[Date Prev][Date Next][Thread Prev][Thread Next][Date Index][Thread Index]
[PULL 04/47] target/arm: Implement VFP fp16 VMLA, VMLS, VNMLS, VNMLA, VN
From: |
Peter Maydell |
Subject: |
[PULL 04/47] target/arm: Implement VFP fp16 VMLA, VMLS, VNMLS, VNMLA, VNMUL |
Date: |
Tue, 1 Sep 2020 16:17:40 +0100 |
Implement fp16 versions of the VFP VMLA, VMLS, VNMLS, VNMLA, VNMUL
instructions. (These are all the remaining ones which we implement
via do_vfp_3op_[hsd]p().)
Signed-off-by: Peter Maydell <peter.maydell@linaro.org>
Reviewed-by: Richard Henderson <richard.henderson@linaro.org>
Message-id: 20200828183354.27913-5-peter.maydell@linaro.org
---
target/arm/helper.h | 1 +
target/arm/vfp.decode | 5 ++
target/arm/vfp_helper.c | 5 ++
target/arm/translate-vfp.c.inc | 84 ++++++++++++++++++++++++++++++++++
4 files changed, 95 insertions(+)
diff --git a/target/arm/helper.h b/target/arm/helper.h
index 61e4e938861..58f9c4e933e 100644
--- a/target/arm/helper.h
+++ b/target/arm/helper.h
@@ -125,6 +125,7 @@ DEF_HELPER_3(vfp_maxnumd, f64, f64, f64, ptr)

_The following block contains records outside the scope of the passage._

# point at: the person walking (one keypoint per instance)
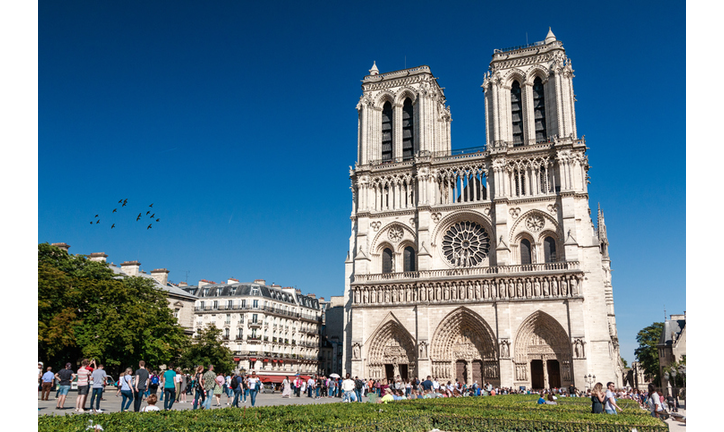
(99, 384)
(47, 383)
(286, 388)
(611, 406)
(64, 377)
(140, 384)
(597, 398)
(209, 382)
(168, 381)
(200, 395)
(254, 383)
(126, 389)
(83, 380)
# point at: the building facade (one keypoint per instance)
(481, 264)
(270, 329)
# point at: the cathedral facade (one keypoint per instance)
(480, 264)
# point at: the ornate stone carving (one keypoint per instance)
(535, 223)
(395, 233)
(466, 244)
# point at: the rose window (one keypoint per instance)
(466, 244)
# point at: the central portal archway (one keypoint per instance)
(463, 348)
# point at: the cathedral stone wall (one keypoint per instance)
(481, 264)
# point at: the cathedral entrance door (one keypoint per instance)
(390, 372)
(461, 372)
(478, 372)
(554, 373)
(403, 372)
(537, 379)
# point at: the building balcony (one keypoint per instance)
(464, 272)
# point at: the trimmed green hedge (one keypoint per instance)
(499, 413)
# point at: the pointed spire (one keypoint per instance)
(550, 37)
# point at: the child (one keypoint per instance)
(151, 400)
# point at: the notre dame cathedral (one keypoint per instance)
(481, 264)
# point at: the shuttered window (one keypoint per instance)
(516, 112)
(387, 132)
(539, 111)
(408, 150)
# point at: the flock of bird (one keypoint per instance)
(123, 203)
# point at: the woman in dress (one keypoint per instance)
(286, 387)
(597, 398)
(218, 389)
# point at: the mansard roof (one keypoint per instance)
(245, 289)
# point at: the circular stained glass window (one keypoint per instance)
(466, 244)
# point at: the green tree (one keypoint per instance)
(647, 353)
(207, 348)
(85, 310)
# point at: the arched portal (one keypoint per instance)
(542, 353)
(392, 352)
(463, 347)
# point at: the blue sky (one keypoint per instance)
(237, 121)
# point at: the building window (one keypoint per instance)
(408, 141)
(549, 249)
(525, 257)
(516, 113)
(539, 111)
(387, 132)
(387, 265)
(409, 255)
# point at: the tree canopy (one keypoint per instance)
(647, 353)
(85, 310)
(207, 348)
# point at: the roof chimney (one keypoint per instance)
(130, 267)
(63, 246)
(161, 276)
(98, 257)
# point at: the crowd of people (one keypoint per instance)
(203, 386)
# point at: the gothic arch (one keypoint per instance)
(464, 336)
(536, 72)
(391, 344)
(517, 229)
(407, 235)
(384, 96)
(403, 93)
(540, 337)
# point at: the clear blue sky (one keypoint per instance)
(237, 121)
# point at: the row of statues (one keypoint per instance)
(496, 289)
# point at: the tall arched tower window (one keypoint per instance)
(387, 266)
(539, 111)
(516, 113)
(525, 257)
(408, 141)
(387, 132)
(549, 249)
(409, 259)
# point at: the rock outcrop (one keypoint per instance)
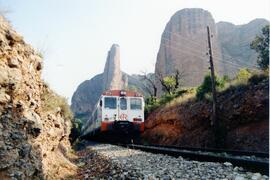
(33, 141)
(184, 46)
(235, 44)
(86, 96)
(112, 75)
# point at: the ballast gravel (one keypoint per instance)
(122, 163)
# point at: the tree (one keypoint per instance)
(261, 45)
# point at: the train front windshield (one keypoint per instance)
(110, 103)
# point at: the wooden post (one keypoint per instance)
(214, 113)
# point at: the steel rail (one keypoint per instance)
(248, 164)
(214, 150)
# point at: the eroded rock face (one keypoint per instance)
(184, 46)
(86, 96)
(235, 44)
(32, 141)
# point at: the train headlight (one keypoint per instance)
(123, 93)
(137, 119)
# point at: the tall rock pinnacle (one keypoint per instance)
(112, 75)
(184, 45)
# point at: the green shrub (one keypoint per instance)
(205, 88)
(243, 75)
(257, 78)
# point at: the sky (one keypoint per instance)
(75, 36)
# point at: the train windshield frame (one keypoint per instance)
(123, 103)
(110, 103)
(135, 104)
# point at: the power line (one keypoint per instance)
(198, 52)
(199, 45)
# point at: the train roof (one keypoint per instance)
(121, 93)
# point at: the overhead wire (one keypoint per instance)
(229, 59)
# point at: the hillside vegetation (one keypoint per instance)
(242, 112)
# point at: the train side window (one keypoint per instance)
(110, 102)
(123, 103)
(135, 104)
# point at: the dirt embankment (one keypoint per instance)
(243, 112)
(33, 142)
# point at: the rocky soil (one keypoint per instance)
(114, 162)
(243, 111)
(33, 141)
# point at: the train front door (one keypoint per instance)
(123, 109)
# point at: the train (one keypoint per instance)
(116, 111)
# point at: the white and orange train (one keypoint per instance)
(116, 110)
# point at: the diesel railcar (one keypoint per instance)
(116, 111)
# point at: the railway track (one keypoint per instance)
(236, 158)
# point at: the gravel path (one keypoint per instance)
(116, 162)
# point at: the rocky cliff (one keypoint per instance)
(88, 92)
(33, 140)
(112, 75)
(184, 45)
(235, 42)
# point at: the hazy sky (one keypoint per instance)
(75, 35)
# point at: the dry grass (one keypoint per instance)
(182, 99)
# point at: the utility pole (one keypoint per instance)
(214, 115)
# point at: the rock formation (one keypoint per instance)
(33, 141)
(235, 44)
(112, 75)
(86, 96)
(184, 46)
(88, 92)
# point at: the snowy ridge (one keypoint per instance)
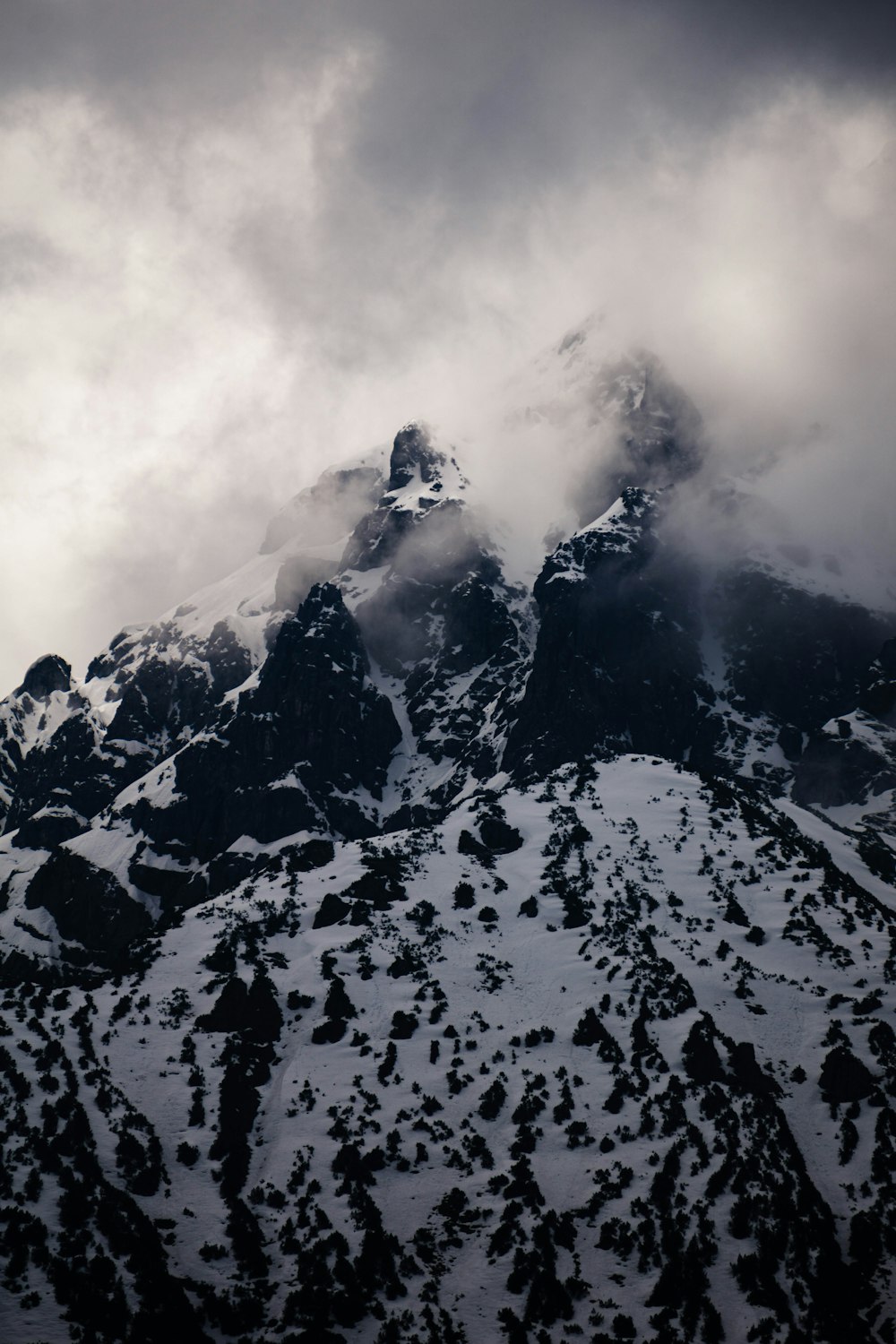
(392, 953)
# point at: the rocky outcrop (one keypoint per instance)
(616, 664)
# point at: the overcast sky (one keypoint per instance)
(241, 239)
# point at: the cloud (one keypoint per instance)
(241, 244)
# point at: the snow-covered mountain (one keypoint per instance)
(394, 952)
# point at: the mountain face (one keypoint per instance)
(392, 951)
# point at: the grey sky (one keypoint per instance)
(244, 238)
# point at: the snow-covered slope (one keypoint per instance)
(392, 953)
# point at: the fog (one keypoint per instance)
(239, 244)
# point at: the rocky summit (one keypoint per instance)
(400, 951)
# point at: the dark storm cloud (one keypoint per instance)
(244, 238)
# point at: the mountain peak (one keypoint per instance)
(46, 675)
(413, 451)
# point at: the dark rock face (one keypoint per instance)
(312, 730)
(833, 771)
(413, 451)
(616, 666)
(45, 676)
(73, 771)
(879, 694)
(327, 510)
(797, 656)
(853, 757)
(90, 909)
(659, 435)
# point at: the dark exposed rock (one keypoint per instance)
(616, 664)
(844, 1078)
(796, 656)
(89, 906)
(45, 676)
(413, 451)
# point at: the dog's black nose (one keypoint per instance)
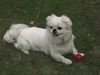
(54, 31)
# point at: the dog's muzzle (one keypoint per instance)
(55, 33)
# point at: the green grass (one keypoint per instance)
(86, 27)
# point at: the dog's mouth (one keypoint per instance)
(56, 34)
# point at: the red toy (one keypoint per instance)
(78, 57)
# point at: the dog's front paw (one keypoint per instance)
(68, 62)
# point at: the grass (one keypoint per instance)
(86, 27)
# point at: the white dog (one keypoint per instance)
(56, 40)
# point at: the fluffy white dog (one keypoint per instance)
(56, 40)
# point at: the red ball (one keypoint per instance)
(78, 57)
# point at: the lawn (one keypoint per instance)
(85, 15)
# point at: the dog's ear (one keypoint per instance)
(66, 20)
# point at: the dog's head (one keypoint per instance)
(58, 26)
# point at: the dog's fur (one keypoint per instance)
(56, 40)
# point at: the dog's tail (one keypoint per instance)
(12, 34)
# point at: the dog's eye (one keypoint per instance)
(59, 28)
(51, 27)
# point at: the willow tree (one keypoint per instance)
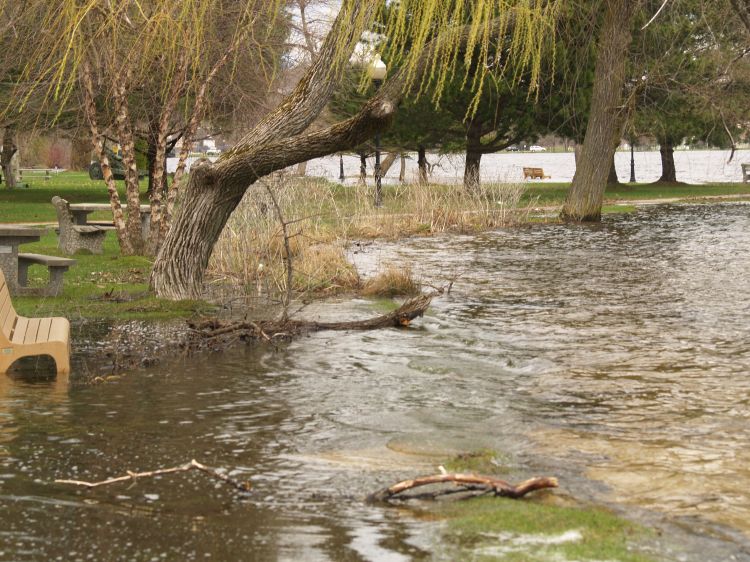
(506, 37)
(119, 58)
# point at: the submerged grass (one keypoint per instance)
(323, 218)
(533, 529)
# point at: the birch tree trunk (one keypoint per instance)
(584, 200)
(97, 141)
(6, 157)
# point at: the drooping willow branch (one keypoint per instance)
(192, 465)
(470, 482)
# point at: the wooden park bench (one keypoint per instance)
(25, 337)
(74, 237)
(534, 173)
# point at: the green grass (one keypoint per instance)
(108, 285)
(554, 193)
(33, 204)
(533, 529)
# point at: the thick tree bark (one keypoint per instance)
(612, 178)
(422, 164)
(668, 171)
(584, 200)
(387, 162)
(6, 157)
(214, 190)
(473, 156)
(362, 181)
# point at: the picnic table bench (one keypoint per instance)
(534, 173)
(15, 265)
(45, 172)
(24, 337)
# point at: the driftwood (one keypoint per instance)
(192, 465)
(272, 329)
(467, 482)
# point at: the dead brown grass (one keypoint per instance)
(323, 217)
(393, 282)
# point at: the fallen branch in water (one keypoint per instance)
(286, 328)
(192, 465)
(469, 482)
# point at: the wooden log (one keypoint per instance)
(471, 481)
(402, 316)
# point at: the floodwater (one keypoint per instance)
(613, 356)
(693, 166)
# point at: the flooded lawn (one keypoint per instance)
(614, 357)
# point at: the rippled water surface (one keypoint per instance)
(614, 356)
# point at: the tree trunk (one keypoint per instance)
(362, 169)
(387, 162)
(97, 141)
(422, 163)
(472, 179)
(132, 184)
(612, 178)
(6, 157)
(668, 171)
(584, 200)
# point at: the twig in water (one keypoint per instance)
(192, 465)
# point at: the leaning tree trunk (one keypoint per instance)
(6, 157)
(668, 171)
(584, 200)
(422, 163)
(473, 156)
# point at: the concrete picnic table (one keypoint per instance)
(15, 266)
(81, 211)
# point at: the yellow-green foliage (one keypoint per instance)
(143, 37)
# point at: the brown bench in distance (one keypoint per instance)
(26, 337)
(56, 267)
(534, 173)
(74, 237)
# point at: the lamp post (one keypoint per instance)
(377, 72)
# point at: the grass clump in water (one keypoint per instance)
(532, 529)
(392, 282)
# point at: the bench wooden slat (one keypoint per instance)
(49, 261)
(32, 330)
(44, 325)
(24, 337)
(19, 334)
(59, 330)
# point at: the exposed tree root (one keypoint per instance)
(215, 330)
(474, 483)
(192, 465)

DEF_HELPER_3(vfp_minnumh, f16, f16, f16, ptr)
DEF_HELPER_3(vfp_minnums, f32, f32, f32, ptr)
DEF_HELPER_3(vfp_minnumd, f64, f64, f64, ptr)
+DEF_HELPER_1(vfp_negh, f16, f16)
DEF_HELPER_1(vfp_negs, f32, f32)
DEF_HELPER_1(vfp_negd, f64, f64)
DEF_HELPER_1(vfp_abss, f32, f32)
diff --git a/target/arm/vfp.decode b/target/arm/vfp.decode
index 1ecd5e28ca0..e5545076a51 100644
--- a/target/arm/vfp.decode
+++ b/target/arm/vfp.decode
@@ -103,15 +103,19 @@ VLDM_VSTM_dp ---- 1101 0.1 l:1 rn:4 .... 1011 imm:8 \
vd=%vd_dp p=1 u=0 w=1
# 3-register VFP data-processing; bits [23,21:20,6] identify the operation.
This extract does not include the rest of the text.